Test-taker Family Income ------Total Mean SAT Score
$0 – $20,000 ---- 1326
$20,000 – $40,000 -----1402
$40,000 – $60,000 ------1461
$60,000 – $80,000 -----1497
$80,000 – $100,000 -----1535
$100,000 – $120,000 ------1569
$120,000 – $140,000----- 1581
$140,000 – $160,000 ----1604
More than $200,000----- 1714
(a) Enter the data into your graphing utility and determine a line of best fit, a line that comes closest to most of the points. You will not be able to find a line that goes through every point. What equation seemed best? Note: The incomes are given in ranges. Use the midpoint of each range as your input value. For example for $80,000-$100,000 you would use 90,000.
(b) Are there points with coordinates that deviate more than others from the equation? Why do you think there are larger deviations at those places?
(c) Do you think that SAT scores correlate well with family income? In other words, can you approximately predict one from the other? Why should or shouldn't this be?
First, find out the midpoints of the income range and then plug theSAT scores in one of the columns of excel and then the midpoints of income in another column.
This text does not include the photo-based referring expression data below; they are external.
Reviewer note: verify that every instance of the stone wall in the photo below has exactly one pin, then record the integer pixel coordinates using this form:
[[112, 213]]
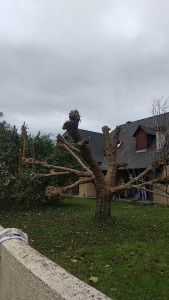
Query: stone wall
[[26, 274]]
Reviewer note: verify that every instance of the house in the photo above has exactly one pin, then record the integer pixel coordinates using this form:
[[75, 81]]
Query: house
[[140, 142], [97, 146]]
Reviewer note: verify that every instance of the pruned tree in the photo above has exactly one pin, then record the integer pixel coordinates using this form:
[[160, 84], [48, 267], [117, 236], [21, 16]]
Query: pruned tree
[[105, 185]]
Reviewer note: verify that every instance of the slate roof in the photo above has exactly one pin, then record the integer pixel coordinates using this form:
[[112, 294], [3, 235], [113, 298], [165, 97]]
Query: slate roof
[[96, 142], [127, 150]]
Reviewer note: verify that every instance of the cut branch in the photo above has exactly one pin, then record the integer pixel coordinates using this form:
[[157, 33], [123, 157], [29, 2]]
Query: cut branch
[[31, 161], [52, 191], [42, 175], [61, 139], [65, 147]]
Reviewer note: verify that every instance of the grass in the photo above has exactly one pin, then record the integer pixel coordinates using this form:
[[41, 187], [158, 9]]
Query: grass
[[129, 253]]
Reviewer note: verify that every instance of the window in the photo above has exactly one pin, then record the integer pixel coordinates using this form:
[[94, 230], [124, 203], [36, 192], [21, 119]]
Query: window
[[141, 140]]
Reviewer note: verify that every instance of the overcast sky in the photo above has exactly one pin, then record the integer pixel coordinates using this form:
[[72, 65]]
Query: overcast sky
[[107, 58]]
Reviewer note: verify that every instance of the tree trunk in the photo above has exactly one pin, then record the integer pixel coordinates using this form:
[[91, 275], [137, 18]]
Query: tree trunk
[[104, 197]]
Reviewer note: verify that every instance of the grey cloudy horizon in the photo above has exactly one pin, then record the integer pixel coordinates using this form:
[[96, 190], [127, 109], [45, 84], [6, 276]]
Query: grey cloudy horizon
[[107, 58]]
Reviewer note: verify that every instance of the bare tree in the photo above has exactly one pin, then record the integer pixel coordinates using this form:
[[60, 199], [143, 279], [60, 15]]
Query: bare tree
[[105, 185]]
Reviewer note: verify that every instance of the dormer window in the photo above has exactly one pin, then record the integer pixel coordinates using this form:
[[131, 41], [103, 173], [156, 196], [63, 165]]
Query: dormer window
[[160, 139], [141, 139], [119, 145], [144, 136]]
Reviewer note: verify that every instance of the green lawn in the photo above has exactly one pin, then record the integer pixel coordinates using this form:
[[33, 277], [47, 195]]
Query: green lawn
[[129, 253]]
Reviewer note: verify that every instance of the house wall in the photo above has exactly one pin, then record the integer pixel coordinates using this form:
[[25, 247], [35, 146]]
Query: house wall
[[159, 187], [162, 199], [26, 274]]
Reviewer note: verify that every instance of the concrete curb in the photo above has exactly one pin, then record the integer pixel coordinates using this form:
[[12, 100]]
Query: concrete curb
[[26, 274]]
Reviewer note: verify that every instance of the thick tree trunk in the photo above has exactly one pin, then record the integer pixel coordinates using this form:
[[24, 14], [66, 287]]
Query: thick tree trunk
[[104, 204]]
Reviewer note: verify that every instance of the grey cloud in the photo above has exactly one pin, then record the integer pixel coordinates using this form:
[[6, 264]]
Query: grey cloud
[[108, 59]]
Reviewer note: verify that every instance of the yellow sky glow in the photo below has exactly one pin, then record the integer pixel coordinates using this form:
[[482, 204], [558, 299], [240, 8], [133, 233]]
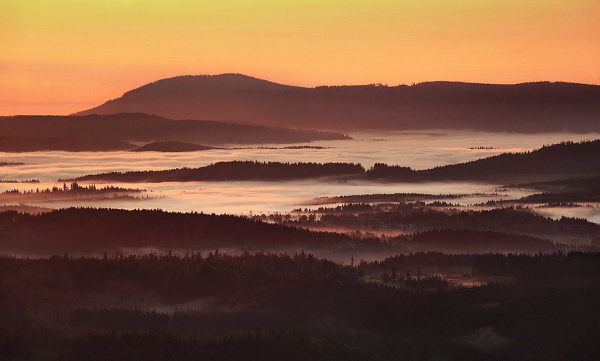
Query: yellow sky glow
[[62, 56]]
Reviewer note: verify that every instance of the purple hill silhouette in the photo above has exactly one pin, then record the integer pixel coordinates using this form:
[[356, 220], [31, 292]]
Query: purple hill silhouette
[[526, 107]]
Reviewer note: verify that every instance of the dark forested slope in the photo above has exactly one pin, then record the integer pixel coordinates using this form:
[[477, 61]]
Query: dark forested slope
[[527, 107]]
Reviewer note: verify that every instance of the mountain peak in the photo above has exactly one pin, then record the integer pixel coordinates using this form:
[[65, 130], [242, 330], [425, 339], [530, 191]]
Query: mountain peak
[[186, 84]]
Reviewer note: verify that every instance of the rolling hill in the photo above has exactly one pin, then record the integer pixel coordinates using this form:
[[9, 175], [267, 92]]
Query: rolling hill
[[526, 107], [118, 131]]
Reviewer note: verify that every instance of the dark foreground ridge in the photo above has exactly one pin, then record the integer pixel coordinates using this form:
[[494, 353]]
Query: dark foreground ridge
[[235, 170], [528, 107], [89, 230], [277, 307], [172, 146]]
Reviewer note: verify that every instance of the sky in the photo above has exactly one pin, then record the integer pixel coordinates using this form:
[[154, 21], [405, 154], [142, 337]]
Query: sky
[[63, 56]]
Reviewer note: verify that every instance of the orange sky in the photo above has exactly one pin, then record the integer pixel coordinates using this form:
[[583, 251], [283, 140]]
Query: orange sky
[[61, 56]]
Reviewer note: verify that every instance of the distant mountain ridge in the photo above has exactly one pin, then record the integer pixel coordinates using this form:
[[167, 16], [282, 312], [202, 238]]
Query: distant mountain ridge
[[525, 107], [119, 131], [553, 162]]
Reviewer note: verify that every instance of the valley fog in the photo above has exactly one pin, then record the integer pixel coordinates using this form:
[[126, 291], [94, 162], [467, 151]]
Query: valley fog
[[419, 150]]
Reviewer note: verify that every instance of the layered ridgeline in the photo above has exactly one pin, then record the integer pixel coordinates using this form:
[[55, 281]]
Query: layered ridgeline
[[527, 107], [85, 230], [119, 131], [553, 162]]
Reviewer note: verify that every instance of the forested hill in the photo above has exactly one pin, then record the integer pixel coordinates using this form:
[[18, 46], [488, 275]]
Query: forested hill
[[97, 230], [556, 161], [553, 162], [85, 230], [115, 131], [527, 107], [235, 170]]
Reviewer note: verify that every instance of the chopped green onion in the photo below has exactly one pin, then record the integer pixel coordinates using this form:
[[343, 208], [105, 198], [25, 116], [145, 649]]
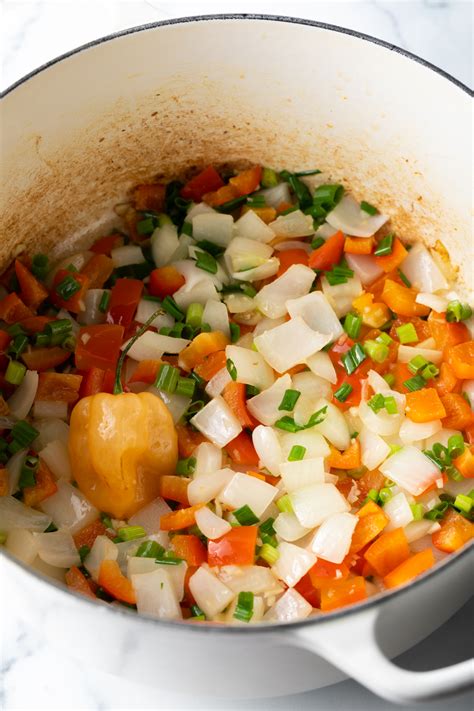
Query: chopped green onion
[[456, 311], [129, 533], [231, 369], [343, 392], [171, 307], [15, 372], [368, 208], [245, 516], [244, 607], [67, 288], [385, 246], [352, 325], [353, 358], [407, 333], [167, 378], [415, 383], [269, 554], [289, 400], [297, 453]]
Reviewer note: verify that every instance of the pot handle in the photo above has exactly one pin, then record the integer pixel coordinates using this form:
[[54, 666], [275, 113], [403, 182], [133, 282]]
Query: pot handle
[[351, 645]]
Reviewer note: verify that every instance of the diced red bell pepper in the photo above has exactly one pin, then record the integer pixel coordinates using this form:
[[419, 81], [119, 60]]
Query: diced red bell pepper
[[98, 346], [206, 181]]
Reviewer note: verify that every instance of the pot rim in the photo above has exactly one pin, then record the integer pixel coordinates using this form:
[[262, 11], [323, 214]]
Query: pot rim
[[378, 599]]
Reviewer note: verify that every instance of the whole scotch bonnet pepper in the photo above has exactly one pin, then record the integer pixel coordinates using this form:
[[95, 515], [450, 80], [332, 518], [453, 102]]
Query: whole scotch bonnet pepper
[[121, 445]]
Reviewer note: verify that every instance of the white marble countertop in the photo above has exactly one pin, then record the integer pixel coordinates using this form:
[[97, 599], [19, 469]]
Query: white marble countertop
[[33, 32]]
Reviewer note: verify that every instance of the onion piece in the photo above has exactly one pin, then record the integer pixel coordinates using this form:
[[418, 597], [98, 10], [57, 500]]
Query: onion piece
[[333, 538], [69, 508], [217, 422], [264, 406], [210, 593], [243, 489], [211, 525], [348, 217], [250, 366], [14, 514], [317, 312], [57, 549], [293, 563], [294, 283], [314, 504], [290, 344], [411, 470], [251, 226], [21, 401]]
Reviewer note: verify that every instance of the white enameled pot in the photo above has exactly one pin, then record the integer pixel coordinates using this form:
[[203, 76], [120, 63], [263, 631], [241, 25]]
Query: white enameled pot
[[160, 99]]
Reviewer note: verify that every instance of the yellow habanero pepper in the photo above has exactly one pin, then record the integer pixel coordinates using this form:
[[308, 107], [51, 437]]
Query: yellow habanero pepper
[[121, 445]]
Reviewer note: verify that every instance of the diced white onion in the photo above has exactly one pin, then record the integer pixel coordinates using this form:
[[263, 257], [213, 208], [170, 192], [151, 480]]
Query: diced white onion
[[333, 538], [56, 457], [210, 593], [289, 608], [57, 549], [293, 563], [288, 527], [213, 227], [411, 470], [294, 224], [294, 283], [348, 217], [318, 313], [21, 401], [156, 595], [129, 254], [206, 487], [149, 516], [264, 406], [398, 511], [248, 490], [217, 422], [14, 514], [251, 226], [211, 525], [250, 366], [314, 504], [69, 508], [422, 271], [290, 344]]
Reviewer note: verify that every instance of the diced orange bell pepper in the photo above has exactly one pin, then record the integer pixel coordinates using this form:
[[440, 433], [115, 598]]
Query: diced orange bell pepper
[[179, 519], [372, 521], [77, 581], [458, 412], [340, 594], [424, 405], [350, 459], [242, 451], [401, 299], [98, 269], [190, 549], [32, 291], [389, 262], [461, 359], [175, 488], [115, 583], [44, 487], [203, 345], [388, 551], [237, 547], [454, 533], [408, 570], [63, 387]]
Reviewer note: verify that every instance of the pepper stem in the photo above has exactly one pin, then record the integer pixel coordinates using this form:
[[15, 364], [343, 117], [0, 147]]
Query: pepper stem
[[118, 389]]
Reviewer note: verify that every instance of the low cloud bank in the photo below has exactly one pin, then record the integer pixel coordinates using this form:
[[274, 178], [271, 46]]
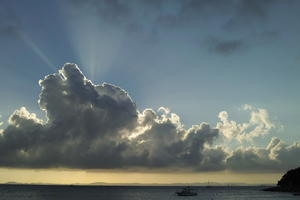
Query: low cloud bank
[[92, 126]]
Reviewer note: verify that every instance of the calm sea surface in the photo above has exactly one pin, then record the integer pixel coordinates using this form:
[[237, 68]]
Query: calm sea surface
[[26, 192]]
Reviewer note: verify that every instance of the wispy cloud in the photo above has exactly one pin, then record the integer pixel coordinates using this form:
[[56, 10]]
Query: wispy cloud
[[99, 127]]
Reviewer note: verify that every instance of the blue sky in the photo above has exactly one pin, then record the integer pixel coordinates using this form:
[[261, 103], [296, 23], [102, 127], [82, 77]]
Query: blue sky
[[197, 58]]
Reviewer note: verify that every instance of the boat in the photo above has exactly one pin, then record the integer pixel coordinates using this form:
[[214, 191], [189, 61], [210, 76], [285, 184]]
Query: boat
[[187, 191]]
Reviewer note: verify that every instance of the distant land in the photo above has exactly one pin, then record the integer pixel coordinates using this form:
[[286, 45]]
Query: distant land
[[201, 184], [289, 182]]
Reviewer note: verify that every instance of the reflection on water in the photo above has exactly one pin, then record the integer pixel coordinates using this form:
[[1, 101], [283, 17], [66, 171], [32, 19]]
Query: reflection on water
[[26, 192]]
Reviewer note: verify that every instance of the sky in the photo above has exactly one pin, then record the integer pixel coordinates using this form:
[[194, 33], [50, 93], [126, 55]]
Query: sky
[[149, 91]]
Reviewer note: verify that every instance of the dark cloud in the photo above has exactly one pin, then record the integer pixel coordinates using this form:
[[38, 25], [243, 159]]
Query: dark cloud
[[175, 13], [277, 156], [247, 13], [98, 126], [225, 47], [92, 126]]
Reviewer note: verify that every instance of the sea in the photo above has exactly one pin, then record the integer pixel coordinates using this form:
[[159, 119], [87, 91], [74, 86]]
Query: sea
[[55, 192]]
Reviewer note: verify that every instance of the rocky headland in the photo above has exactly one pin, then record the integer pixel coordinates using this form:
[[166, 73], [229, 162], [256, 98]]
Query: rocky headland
[[289, 182]]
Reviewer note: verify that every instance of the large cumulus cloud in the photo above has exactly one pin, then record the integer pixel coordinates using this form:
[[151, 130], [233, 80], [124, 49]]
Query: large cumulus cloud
[[92, 126], [99, 126]]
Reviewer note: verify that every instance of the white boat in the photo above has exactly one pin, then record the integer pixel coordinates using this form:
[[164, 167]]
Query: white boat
[[187, 191]]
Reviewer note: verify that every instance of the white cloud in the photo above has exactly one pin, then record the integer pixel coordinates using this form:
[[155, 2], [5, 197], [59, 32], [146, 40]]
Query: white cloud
[[258, 125]]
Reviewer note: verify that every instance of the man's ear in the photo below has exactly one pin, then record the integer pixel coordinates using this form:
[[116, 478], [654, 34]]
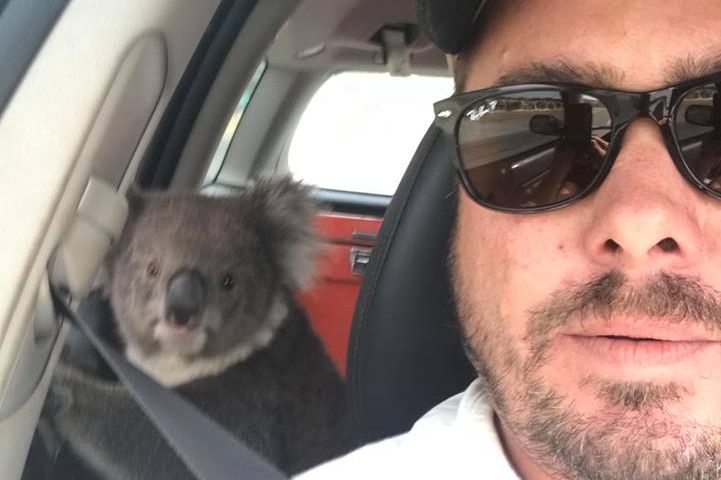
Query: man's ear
[[285, 213]]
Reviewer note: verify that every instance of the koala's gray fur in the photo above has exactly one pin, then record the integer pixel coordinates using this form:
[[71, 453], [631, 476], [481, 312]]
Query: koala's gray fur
[[201, 290]]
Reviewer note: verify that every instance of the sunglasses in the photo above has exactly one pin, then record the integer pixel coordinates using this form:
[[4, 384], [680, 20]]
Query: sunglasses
[[539, 147]]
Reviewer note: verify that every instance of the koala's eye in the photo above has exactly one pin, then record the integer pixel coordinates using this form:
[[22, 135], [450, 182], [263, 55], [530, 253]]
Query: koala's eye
[[152, 269], [227, 282]]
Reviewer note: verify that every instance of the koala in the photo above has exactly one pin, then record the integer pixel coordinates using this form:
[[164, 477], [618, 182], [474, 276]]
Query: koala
[[201, 291]]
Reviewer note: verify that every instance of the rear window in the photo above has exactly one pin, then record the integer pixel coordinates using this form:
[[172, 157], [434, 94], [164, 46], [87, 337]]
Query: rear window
[[361, 129]]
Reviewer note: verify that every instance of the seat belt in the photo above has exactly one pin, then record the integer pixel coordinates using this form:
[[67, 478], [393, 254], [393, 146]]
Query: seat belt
[[208, 450]]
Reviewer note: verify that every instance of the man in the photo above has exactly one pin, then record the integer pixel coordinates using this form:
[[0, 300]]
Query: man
[[586, 249]]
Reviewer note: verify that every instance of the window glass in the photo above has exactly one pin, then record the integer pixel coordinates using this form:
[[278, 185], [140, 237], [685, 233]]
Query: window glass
[[361, 129], [232, 126]]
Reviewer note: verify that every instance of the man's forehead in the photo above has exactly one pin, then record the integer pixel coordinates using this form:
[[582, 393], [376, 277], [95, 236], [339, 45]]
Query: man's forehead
[[629, 45], [604, 75]]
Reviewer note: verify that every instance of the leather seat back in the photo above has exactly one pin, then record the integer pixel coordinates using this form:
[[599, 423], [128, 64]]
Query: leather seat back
[[405, 353]]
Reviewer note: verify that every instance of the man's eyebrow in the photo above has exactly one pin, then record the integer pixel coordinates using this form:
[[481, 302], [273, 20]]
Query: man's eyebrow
[[561, 71]]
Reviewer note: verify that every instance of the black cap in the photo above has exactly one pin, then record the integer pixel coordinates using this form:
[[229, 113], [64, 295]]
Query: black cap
[[448, 23]]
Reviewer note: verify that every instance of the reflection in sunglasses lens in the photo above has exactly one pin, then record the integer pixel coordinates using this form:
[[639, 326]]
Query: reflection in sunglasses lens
[[534, 148], [698, 131]]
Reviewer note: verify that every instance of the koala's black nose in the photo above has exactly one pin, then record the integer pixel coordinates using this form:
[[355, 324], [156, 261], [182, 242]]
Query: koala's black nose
[[185, 298]]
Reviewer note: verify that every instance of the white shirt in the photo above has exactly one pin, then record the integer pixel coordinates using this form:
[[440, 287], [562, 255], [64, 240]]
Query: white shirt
[[457, 439]]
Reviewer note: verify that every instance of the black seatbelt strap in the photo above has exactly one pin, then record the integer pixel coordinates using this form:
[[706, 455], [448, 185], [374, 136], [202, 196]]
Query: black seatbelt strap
[[206, 448]]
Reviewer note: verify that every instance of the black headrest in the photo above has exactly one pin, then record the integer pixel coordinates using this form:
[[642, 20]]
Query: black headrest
[[405, 354]]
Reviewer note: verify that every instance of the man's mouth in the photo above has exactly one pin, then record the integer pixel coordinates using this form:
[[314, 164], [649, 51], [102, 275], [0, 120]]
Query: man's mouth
[[639, 345], [639, 351]]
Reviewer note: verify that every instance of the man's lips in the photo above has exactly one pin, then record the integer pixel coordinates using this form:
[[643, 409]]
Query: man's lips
[[640, 344], [639, 352]]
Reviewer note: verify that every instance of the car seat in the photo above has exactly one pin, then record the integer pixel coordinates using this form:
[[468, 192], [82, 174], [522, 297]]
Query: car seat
[[405, 353]]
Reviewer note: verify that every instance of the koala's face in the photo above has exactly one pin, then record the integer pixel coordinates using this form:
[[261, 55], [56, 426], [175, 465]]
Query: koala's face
[[195, 276]]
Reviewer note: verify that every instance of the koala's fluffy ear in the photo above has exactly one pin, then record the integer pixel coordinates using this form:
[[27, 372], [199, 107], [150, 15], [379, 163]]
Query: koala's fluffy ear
[[287, 212], [137, 201]]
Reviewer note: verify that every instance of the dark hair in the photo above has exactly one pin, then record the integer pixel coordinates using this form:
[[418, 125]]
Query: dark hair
[[493, 11]]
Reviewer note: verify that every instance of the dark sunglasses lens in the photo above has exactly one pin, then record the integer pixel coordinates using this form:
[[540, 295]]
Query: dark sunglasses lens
[[698, 131], [533, 149]]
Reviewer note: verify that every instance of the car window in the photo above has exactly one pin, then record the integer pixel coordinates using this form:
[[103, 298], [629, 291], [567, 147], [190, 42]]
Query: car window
[[222, 150], [361, 129]]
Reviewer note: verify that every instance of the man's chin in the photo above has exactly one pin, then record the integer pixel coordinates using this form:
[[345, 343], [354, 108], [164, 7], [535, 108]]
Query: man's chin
[[607, 440]]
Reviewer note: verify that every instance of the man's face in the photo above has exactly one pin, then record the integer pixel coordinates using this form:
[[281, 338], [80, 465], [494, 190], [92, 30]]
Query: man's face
[[598, 326]]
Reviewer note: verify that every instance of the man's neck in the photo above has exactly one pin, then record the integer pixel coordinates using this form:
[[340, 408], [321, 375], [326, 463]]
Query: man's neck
[[522, 463]]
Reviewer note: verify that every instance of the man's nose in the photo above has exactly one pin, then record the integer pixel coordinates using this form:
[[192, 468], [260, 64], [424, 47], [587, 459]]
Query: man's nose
[[646, 216]]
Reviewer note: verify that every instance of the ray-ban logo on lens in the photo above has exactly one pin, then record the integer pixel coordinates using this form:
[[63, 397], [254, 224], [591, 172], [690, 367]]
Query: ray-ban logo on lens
[[475, 114]]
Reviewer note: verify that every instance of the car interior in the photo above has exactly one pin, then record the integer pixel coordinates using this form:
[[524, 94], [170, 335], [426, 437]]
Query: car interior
[[208, 96]]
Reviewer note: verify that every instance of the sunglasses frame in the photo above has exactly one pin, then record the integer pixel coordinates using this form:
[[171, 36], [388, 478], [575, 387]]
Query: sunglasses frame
[[624, 107]]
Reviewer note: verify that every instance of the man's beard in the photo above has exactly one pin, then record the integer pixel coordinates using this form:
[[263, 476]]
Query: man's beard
[[633, 437]]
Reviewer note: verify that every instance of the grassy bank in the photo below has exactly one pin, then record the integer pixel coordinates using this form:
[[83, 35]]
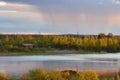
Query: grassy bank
[[42, 74], [43, 52]]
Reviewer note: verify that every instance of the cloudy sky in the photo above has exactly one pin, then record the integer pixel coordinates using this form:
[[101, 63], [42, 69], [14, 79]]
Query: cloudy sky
[[60, 16]]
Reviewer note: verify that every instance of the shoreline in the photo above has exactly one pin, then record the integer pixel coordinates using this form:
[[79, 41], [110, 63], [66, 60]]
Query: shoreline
[[47, 52]]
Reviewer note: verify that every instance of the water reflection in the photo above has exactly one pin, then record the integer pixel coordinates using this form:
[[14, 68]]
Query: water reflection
[[17, 65]]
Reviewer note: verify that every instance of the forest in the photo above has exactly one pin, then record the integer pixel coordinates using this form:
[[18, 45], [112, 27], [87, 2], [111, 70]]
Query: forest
[[97, 43]]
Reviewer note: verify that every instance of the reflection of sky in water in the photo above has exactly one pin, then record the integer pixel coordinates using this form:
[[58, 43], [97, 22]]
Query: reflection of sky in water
[[61, 57], [15, 65]]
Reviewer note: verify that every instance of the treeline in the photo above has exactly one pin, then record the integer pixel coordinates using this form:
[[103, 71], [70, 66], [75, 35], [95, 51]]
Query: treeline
[[100, 42], [41, 74]]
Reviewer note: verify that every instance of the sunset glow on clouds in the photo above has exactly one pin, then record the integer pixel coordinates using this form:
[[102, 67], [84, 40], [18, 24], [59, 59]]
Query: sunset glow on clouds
[[60, 16]]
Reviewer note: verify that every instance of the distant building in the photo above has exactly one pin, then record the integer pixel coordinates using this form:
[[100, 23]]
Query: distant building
[[28, 46]]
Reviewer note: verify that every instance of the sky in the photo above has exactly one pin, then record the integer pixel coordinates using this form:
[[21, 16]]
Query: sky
[[60, 16]]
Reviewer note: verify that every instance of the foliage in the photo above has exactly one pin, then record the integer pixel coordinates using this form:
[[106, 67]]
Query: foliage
[[100, 42]]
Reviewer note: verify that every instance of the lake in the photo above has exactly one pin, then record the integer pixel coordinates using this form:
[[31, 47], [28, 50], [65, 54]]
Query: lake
[[17, 65]]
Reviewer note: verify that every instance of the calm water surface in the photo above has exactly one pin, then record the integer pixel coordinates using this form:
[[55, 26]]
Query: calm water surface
[[16, 65]]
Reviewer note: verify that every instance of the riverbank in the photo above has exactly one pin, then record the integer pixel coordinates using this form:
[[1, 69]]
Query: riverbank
[[48, 52]]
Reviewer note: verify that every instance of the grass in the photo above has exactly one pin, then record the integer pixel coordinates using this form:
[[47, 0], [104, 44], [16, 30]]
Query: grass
[[42, 52]]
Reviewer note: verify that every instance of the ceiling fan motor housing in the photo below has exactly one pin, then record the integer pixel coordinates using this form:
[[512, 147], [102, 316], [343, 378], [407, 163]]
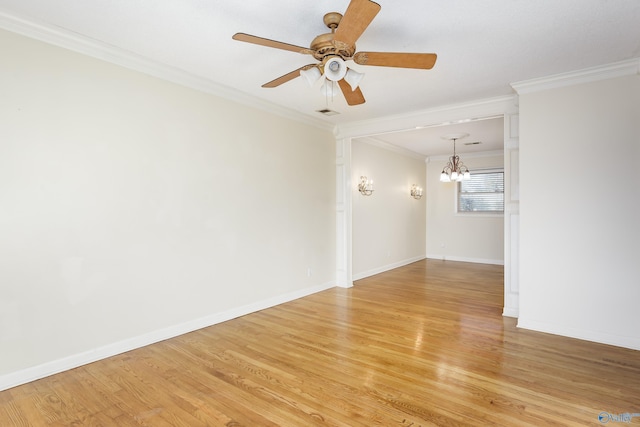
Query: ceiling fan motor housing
[[335, 68]]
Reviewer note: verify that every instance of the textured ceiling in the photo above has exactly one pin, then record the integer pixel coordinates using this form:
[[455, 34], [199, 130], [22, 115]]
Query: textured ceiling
[[482, 46]]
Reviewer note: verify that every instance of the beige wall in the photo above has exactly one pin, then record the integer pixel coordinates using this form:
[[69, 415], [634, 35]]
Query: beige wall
[[579, 193], [132, 208], [389, 226], [461, 237]]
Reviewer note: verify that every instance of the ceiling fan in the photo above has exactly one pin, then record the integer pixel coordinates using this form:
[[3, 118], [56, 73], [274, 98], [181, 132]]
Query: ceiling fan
[[334, 48]]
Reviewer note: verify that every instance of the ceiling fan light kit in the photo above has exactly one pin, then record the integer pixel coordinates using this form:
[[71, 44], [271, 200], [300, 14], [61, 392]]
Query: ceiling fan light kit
[[334, 48]]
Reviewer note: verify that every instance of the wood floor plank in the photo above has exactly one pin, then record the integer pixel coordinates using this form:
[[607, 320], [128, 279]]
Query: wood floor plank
[[422, 345]]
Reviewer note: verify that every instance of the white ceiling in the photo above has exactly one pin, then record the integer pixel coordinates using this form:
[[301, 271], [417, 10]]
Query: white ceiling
[[482, 47]]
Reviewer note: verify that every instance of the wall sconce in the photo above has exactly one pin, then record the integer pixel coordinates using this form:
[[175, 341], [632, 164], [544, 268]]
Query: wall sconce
[[366, 186], [416, 192]]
a. First, draw the scatter plot and then fit the linear regression line to the data set and check whether it fits best or not.
Steps for excel:
First select scores and midpoints simultaneously and then go in Insert. In that, there is an option for scatter plot just click and select the first option that is "Scatter" so that you will get the scatter plot. After that click on any one of the point and then right click and select Add trendline option you will see one window, in that there are various options, just select Linear and at below there are 3 options just click the second that is "display equation on chart" and close the window, so that it will give the scatter plot with linear equation.
That will look as follows.
b. Yes, the points deviate more. Because there is more variation in the income range.
c. Yes, according to the above scatter plot the SAT scores correlate well with the family income. Since that points are in increasing and the linear regression line covers almost all the points. We can say there is a correlation between both the variables as SAT scores increase the incomes of the family will increases.
Therefore, we can approximately predict one from the other, since there is a positive relationship between both the variables.